Одиннадцатого ноября праздновали перемирие, люди обнимались на улицах. Четыре года я молилась, чтобы этот великий день настал, и ждала от него каких-то потрясающих перемен, в моем сердце оживали смутные воспоминания о прежних временах. Папа снова стал ходить в штатском, но больше не произошло ничего; он постоянно говорил о каком-то крупном вложении, которое у него отняли большевики; эти чужие, далекие люди, чье название подозрительно напоминало опасное слово «боши», обладали, судя по всему, колоссальным могуществом; и потом, Фош[4], конечно, сплоховал, позволил обвести себя вокруг пальца, — надо было идти дальше, на Берлин. Будущее виделось папе таким мрачным, что он не решился снова открыть свою юридическую контору. Он нашел место в страховом агентстве, но объявил, что нужно сократить траты. Мама уволила Элизу — она, кстати, вела себя плохо, гуляла по вечерам с пожарниками — и взяла все заботы по хозяйству на себя; по вечерам она бывала раздражительна, папа тоже, сестры часто плакали. Но я ничего этого не замечала, потому что у меня была Андре.

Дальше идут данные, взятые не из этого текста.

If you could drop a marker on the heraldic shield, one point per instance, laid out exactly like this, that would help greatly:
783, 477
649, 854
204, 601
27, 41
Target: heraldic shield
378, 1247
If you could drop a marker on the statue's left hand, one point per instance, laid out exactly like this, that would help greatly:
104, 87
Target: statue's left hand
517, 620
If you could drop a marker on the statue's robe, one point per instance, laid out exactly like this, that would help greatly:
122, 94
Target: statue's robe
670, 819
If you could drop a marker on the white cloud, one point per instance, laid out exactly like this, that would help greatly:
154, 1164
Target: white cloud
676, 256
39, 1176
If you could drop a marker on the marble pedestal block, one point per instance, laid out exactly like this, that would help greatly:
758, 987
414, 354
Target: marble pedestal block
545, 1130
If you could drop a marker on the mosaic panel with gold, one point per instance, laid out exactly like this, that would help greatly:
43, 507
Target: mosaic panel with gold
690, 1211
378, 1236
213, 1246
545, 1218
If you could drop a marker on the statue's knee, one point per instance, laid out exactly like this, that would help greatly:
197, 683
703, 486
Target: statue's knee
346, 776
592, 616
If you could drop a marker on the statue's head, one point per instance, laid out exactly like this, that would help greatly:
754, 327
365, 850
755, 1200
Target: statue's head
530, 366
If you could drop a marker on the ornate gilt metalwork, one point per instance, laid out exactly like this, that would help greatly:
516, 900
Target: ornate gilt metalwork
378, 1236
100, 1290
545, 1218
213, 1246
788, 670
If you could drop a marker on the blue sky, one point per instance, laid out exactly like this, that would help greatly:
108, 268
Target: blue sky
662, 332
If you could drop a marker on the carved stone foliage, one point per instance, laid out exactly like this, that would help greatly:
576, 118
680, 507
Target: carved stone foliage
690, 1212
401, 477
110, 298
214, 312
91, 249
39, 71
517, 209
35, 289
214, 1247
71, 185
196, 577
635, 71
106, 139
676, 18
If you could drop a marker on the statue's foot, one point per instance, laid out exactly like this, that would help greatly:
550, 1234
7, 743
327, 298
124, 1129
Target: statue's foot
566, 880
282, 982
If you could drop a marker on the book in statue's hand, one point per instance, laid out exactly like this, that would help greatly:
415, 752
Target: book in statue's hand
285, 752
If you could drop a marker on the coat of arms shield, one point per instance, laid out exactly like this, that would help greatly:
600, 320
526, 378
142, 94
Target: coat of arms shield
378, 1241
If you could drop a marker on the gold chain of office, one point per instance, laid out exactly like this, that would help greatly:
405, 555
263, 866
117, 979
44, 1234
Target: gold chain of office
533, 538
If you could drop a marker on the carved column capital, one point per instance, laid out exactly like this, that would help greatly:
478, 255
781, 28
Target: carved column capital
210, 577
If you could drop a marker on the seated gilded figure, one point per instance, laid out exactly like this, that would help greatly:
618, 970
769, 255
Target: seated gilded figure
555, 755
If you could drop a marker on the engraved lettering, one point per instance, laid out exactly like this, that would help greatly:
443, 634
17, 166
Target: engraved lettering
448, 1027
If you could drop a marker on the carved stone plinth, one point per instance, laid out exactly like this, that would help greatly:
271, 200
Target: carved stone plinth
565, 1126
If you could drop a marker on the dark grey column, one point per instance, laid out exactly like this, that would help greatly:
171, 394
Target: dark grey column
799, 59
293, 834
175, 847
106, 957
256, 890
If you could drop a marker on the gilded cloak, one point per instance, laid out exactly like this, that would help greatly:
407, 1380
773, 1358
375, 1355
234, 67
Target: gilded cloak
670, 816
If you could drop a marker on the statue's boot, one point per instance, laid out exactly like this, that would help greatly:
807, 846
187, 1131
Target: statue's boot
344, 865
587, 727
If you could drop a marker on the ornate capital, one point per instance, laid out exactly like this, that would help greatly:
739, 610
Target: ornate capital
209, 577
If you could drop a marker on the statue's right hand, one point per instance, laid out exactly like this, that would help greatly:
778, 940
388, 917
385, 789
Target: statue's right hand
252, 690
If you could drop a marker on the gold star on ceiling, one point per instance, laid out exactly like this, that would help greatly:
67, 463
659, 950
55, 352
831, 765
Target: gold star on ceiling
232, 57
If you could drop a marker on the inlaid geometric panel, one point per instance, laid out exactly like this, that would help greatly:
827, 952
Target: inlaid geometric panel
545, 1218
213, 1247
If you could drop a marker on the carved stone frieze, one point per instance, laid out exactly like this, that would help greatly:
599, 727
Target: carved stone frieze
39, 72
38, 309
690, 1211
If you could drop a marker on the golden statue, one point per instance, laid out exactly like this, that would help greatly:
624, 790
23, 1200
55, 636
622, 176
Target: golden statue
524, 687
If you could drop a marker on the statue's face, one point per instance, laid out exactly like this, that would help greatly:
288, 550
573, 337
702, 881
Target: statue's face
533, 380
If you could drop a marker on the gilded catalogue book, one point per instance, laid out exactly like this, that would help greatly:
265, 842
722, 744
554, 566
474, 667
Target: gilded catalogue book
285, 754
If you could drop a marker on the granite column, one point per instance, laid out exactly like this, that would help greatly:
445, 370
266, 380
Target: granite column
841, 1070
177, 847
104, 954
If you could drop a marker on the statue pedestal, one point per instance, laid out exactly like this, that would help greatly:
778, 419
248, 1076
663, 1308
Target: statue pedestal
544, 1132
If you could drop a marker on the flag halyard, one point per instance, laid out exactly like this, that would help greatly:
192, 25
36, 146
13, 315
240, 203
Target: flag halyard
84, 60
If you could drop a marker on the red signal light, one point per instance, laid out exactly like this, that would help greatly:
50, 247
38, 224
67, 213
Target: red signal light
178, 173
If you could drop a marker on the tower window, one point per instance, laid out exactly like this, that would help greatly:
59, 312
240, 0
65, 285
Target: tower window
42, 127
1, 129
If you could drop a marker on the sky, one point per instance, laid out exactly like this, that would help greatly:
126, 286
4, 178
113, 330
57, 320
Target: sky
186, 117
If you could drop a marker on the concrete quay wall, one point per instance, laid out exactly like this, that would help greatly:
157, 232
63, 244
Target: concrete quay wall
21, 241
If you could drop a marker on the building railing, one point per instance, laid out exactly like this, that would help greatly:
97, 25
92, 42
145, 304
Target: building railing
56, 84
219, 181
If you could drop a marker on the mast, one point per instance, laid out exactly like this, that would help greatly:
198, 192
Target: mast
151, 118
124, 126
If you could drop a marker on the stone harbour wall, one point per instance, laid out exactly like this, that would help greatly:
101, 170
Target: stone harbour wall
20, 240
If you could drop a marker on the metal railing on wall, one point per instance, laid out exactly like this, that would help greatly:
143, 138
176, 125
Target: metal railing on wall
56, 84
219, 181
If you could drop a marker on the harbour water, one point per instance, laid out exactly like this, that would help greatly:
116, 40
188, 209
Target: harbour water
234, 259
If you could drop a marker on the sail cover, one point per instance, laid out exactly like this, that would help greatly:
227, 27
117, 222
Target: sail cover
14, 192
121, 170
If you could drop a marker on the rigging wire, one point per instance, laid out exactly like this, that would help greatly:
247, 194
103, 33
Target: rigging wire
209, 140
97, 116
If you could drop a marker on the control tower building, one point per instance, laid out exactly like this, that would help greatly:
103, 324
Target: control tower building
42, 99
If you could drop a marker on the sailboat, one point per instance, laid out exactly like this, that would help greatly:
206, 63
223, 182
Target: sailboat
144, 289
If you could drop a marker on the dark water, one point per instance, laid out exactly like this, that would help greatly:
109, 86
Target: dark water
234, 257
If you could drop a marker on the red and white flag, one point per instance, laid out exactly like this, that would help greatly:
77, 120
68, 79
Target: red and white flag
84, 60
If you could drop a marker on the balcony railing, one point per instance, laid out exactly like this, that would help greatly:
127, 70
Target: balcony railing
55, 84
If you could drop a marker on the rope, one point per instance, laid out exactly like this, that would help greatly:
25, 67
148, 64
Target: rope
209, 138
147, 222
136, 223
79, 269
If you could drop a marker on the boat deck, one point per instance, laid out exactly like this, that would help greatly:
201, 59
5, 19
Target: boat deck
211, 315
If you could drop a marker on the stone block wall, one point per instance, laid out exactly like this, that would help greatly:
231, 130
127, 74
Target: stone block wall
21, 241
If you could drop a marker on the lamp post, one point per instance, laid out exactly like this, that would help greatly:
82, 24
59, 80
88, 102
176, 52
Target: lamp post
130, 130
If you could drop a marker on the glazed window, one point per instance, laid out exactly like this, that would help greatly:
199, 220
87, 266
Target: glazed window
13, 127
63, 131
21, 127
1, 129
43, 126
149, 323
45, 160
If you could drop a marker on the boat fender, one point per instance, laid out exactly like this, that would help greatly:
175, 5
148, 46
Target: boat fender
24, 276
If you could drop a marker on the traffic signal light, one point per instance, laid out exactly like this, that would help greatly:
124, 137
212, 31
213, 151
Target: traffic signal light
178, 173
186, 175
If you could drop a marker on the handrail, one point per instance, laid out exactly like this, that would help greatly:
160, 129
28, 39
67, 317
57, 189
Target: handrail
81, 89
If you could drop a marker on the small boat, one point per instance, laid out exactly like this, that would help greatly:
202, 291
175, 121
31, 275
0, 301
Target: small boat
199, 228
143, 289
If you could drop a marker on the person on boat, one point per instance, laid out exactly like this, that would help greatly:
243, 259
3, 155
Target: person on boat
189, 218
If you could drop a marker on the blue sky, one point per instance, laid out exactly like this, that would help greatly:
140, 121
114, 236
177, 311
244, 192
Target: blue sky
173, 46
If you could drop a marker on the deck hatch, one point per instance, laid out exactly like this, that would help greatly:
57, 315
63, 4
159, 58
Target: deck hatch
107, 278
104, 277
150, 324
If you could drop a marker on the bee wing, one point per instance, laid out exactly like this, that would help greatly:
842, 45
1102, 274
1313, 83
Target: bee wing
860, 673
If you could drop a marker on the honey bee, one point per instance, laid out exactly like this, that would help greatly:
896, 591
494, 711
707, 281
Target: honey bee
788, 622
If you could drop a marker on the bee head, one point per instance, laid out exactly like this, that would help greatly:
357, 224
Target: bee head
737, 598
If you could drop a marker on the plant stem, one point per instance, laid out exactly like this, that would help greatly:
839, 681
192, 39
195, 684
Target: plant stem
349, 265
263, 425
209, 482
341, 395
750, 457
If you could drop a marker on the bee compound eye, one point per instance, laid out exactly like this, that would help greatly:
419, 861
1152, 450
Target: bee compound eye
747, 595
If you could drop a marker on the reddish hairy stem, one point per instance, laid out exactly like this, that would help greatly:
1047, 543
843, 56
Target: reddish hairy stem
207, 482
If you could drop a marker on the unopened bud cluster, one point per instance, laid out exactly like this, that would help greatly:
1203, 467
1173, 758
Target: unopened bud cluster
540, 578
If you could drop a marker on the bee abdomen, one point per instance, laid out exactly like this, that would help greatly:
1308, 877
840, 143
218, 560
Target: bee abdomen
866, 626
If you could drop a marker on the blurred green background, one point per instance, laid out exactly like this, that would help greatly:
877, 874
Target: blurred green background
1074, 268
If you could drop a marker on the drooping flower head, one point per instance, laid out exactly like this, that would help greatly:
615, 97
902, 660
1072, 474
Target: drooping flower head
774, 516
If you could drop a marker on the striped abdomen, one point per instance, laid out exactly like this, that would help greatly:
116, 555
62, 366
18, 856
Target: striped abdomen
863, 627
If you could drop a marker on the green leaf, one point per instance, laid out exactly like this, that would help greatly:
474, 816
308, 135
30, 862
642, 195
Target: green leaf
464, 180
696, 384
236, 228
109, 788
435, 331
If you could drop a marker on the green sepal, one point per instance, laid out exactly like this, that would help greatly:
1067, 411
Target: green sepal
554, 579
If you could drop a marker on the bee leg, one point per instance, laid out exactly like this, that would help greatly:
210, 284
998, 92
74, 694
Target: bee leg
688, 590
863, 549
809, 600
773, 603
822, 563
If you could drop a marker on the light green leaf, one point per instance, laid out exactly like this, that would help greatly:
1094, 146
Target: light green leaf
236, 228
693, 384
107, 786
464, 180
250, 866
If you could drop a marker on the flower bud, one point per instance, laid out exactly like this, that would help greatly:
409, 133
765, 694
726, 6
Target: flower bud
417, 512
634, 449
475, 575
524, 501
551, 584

Андре подросла и окрепла; я перестала думать, что она может умереть, но меня подстерегала другая опасность: в коллеже к нашей дружбе стали относиться неодобрительно. Андре училась блестяще, я сохраняла место первой ученицы только потому, что она не снисходила до того, чтобы его занять; я восхищалась ее раскованностью, но не способна была вести себя так же. Между тем она утратила расположение наших монашек. Они находили ее непредсказуемой, насмешливой, высокомерной, обвиняли в том, что она себе на уме; им не удавалось поймать ее на дерзости — Андре всегда была неукоснительно вежлива, и, вероятно, именно это их особенно раздражало.
Они отыгрались в день фортепианного концерта. Актовый зал был полон: в первых рядах ученицы в пышных платьях, с завитыми локонами и бантами, за ними учительницы и надзирательницы в шелковых блузках и белых перчатках, сзади родители и приглашенные. Андре, наряженная в платье из синей тафты, исполнила вещь, которую ее мать считала слишком для нее трудной и где Андре обычно немного сбивалась. Я волновалась, чувствуя, как в нее впились все эти недобрые взгляды, когда начался коварный пассаж; она сыграла его без единой ошибки и, бросив на мать торжествующий взгляд, показала ей язык. Девочки все как одна вздрогнули, тряхнув буклями; шокированные мамаши с негодованием закашлялись, наши монашки переглянулись, а директриса стала пунцовой. Когда Андре спустилась со сцены, она подбежала к матери, и та расцеловала дочь с таким искренним смехом, что мадемуазель Вандру не посмела ее отругать. Но через несколько дней она пожаловалась моей маме, что Андре плохо на меня влияет: мы болтаем на уроках, я хихикаю, отвлекаюсь, сказала, что подумывает, не рассадить ли нас на время занятий, и я неделю прожила в страхе. Мадам Галлар, ценившая мою страсть к учению, без труда убедила маму, что нас лучше оставить в покое, и поскольку они обе были для нашего заведения весьма выгодными клиентками — у мамы три дочери, у мадам Галлар шесть плюс связи в обществе, — то мы продолжали сидеть вместе, как и прежде.